We have been keeping those from you far too long. So without further ado, here's the image drop for our coop platformer Mercury Shift 3D.
This is one of the small chambers where players learn new abilities. Those chambers are very neutral and small. No windows, just learning.
These laboratory level follow up on the chambers. The players are waling through a laboratory-like factory, processing some silverish goo. The training levels are here to support the players in learning all the abilities the characters have.
In this part of the training level, the characters pass some of the goo-processors. The players are interconnected, so they can change their mass.
Remember the shift? It looks like this:
This is still the core mechanic. The animation is new and looks fancy, the idles are also breathing more life into Bismo and Plom.
With some color grading, the training stages look pretty nifty.
The forest stages lives of warm colors and a autmn-like atmosphere. Note that the gameplay elements are still in the neutral-white style. This makes them easier to spot and to interact.
At the moment we are thinking about setting the bonus stages at night. Here is the forest at night.
Another night scene at the forest. This is one of the contraptions which truly bring out the shifting mechanic and the co-operational gameplay.

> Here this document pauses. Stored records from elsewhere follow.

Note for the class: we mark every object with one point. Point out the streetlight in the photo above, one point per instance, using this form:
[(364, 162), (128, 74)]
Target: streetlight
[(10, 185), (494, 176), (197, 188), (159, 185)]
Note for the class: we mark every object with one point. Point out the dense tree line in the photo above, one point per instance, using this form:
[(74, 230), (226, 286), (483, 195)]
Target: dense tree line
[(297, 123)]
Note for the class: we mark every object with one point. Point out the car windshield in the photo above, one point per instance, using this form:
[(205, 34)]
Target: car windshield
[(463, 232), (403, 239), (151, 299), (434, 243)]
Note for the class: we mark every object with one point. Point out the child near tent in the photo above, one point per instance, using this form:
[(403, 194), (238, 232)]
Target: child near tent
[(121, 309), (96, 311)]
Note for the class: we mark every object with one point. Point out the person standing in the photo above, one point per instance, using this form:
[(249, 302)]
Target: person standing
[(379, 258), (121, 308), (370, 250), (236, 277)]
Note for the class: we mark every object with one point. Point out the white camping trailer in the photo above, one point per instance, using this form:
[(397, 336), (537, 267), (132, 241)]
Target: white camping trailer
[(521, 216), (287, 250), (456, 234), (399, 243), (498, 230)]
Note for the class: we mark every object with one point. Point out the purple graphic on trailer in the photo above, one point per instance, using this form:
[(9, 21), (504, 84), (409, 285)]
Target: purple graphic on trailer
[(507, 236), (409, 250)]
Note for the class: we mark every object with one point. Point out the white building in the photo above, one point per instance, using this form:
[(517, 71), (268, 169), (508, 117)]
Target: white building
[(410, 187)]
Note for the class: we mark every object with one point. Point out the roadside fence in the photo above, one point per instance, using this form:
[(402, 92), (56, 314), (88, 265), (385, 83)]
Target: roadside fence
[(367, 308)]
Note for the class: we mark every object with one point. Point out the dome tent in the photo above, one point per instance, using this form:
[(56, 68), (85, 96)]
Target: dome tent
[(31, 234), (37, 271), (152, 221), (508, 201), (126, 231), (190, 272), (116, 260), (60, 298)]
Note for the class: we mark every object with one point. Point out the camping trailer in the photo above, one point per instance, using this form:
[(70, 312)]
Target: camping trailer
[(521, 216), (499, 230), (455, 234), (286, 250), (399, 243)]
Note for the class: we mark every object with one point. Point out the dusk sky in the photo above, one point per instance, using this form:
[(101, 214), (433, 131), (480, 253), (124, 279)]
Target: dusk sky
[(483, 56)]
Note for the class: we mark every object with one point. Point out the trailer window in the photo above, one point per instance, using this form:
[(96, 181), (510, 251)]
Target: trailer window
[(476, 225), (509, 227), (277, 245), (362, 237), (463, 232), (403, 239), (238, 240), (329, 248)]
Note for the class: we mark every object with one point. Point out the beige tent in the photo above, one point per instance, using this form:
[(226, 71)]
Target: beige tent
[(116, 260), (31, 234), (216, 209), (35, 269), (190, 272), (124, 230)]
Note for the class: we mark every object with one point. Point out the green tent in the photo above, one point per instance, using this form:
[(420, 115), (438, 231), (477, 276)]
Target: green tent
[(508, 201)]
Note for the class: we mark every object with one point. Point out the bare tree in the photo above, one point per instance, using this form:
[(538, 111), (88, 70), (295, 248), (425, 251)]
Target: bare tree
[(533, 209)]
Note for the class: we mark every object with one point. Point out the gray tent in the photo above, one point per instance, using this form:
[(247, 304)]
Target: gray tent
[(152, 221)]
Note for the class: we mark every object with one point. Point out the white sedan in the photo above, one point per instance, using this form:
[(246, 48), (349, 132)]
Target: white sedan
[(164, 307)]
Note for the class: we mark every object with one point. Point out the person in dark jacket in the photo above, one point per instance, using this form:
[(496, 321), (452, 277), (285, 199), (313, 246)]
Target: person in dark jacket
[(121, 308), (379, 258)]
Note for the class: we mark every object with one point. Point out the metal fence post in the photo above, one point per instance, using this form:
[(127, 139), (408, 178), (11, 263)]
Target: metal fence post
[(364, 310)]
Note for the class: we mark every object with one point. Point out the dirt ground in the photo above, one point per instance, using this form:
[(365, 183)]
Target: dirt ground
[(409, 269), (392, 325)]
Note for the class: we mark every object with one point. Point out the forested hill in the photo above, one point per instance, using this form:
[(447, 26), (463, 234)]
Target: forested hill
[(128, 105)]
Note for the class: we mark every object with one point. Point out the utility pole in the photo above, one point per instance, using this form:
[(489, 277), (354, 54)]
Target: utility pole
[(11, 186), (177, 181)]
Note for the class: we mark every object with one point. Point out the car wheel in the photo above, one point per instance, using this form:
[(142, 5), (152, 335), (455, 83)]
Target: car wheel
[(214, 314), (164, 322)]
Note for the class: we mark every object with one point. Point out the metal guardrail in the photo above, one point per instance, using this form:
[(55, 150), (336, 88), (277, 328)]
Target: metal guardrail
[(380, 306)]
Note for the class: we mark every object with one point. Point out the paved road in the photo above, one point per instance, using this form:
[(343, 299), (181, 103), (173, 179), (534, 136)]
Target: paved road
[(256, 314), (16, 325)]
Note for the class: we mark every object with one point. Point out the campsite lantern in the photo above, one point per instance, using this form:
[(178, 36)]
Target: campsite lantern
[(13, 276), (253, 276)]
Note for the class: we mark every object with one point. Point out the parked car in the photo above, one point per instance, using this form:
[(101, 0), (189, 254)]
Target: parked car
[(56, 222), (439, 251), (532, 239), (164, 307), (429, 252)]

The impulse-platforms are working just like a see-saw. Here in the canyon they work just like in the forest.
The low poly canyon is one of the later stages. The low poly assets work fine with the lightbake and some custom shaders.
This last screen shows the winroom, which is an point-cointer as well as a level selection dialogue. If you leave through the left door, you restart the level. Exiting through the richt door starts the next level.
We'll be around here with some new pictures as they happen :)
All the best,
Robin
I love the style! Especially the low-poly forest and canyon.
We switched to Blender from Maya for our current project, this summer. Our 3D artists were a little unsure of it at first, but now can't imagine working with anything else with an indie budget.
Pretty game, man. I want to play it!!!